This article reviews the history of ADHD since its initial description, the identification of symptoms and the range of diagnostic labels for children with ADHD, as well as subsequent treatment options. In addition, the article acts as a discussion guide for healthcare professionals to educate parents, family members, teachers and others who may query the diagnosis and treatment of ADHD in children.

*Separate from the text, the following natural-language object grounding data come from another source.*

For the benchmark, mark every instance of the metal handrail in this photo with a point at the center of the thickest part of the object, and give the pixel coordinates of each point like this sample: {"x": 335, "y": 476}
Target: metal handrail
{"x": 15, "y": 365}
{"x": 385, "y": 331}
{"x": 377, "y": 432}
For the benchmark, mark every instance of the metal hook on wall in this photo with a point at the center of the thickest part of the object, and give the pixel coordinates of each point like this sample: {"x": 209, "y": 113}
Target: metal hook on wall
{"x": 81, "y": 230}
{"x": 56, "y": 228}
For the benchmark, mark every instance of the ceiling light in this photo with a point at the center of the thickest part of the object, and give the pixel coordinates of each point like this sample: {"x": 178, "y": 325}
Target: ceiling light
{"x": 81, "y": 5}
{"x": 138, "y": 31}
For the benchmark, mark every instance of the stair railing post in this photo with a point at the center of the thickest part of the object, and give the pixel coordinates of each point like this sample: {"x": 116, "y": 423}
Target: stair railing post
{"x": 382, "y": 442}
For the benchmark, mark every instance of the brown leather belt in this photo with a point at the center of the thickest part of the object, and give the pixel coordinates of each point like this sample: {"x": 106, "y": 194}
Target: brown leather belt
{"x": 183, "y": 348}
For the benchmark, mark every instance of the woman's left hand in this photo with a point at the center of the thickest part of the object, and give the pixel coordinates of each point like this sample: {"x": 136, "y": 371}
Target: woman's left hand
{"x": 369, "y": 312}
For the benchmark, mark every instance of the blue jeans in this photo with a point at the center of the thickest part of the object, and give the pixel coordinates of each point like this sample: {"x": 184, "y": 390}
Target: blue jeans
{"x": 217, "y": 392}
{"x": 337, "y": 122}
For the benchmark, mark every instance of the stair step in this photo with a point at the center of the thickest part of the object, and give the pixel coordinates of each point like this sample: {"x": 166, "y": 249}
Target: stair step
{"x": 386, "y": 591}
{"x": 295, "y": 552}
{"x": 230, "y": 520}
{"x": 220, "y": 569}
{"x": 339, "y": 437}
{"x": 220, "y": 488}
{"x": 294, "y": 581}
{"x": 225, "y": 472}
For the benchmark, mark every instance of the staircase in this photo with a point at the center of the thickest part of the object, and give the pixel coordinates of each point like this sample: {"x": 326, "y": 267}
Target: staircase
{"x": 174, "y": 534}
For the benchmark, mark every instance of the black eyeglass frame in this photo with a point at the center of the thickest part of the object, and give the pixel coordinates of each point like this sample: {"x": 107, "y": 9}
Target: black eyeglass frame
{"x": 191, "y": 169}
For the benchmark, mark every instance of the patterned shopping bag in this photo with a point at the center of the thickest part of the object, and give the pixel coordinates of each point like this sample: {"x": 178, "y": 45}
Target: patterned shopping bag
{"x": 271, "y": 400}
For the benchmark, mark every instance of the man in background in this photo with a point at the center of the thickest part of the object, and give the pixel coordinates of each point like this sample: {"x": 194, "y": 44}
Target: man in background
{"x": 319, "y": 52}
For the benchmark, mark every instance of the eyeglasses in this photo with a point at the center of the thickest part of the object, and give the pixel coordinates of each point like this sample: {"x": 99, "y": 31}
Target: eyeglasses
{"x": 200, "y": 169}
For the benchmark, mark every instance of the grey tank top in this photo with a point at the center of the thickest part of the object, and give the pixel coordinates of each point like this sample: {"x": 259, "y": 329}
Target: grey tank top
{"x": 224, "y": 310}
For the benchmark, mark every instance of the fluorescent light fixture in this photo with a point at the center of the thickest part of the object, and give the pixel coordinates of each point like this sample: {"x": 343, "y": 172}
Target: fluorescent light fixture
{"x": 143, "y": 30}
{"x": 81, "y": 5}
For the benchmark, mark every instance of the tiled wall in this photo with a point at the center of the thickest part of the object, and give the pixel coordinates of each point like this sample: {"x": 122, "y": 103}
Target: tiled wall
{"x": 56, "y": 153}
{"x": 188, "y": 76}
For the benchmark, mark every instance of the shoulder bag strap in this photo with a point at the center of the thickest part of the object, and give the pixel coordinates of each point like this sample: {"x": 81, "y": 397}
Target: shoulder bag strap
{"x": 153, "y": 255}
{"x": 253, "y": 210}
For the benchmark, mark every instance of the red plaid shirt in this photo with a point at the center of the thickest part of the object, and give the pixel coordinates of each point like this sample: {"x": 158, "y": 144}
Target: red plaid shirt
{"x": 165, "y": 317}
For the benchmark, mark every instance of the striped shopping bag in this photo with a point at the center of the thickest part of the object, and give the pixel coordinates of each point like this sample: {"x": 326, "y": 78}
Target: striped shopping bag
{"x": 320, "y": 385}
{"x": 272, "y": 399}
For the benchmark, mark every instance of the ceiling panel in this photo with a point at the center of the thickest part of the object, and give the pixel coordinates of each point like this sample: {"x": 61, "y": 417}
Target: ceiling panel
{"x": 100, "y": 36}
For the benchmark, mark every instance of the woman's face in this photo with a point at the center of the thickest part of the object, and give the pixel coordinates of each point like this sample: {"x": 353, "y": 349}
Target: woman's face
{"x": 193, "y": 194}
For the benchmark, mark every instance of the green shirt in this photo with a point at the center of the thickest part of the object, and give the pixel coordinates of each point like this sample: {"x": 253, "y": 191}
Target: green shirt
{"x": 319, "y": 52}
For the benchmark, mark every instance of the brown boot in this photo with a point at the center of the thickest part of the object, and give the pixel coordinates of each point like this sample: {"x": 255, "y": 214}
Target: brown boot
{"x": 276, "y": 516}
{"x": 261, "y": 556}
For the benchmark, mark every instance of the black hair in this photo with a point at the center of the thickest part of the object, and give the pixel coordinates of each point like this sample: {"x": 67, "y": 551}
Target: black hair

Since the first description of symptoms associated with ADHD in 1775 by Melchior Adam Weikard, a number of discoveries and developments have led to the current understanding and treatment of the disorder, with investigations in the 1960s establishing the three core symptoms of modern ADHD as inattention, impulsivity and hyperactivity. Adult ADHD was not recognised until 1987 in the Diagnostic and Statistical Manual of Mental Disorders – 3rd edition revised (DSM-III-R) guidelines, with the disorder formerly termed ‘ADHD’. Today, individuals with ADHD are identified according to the diagnostic criteria indicated by the DSM-5TM, which has recently been updated to more easily diagnose adults with ADHD.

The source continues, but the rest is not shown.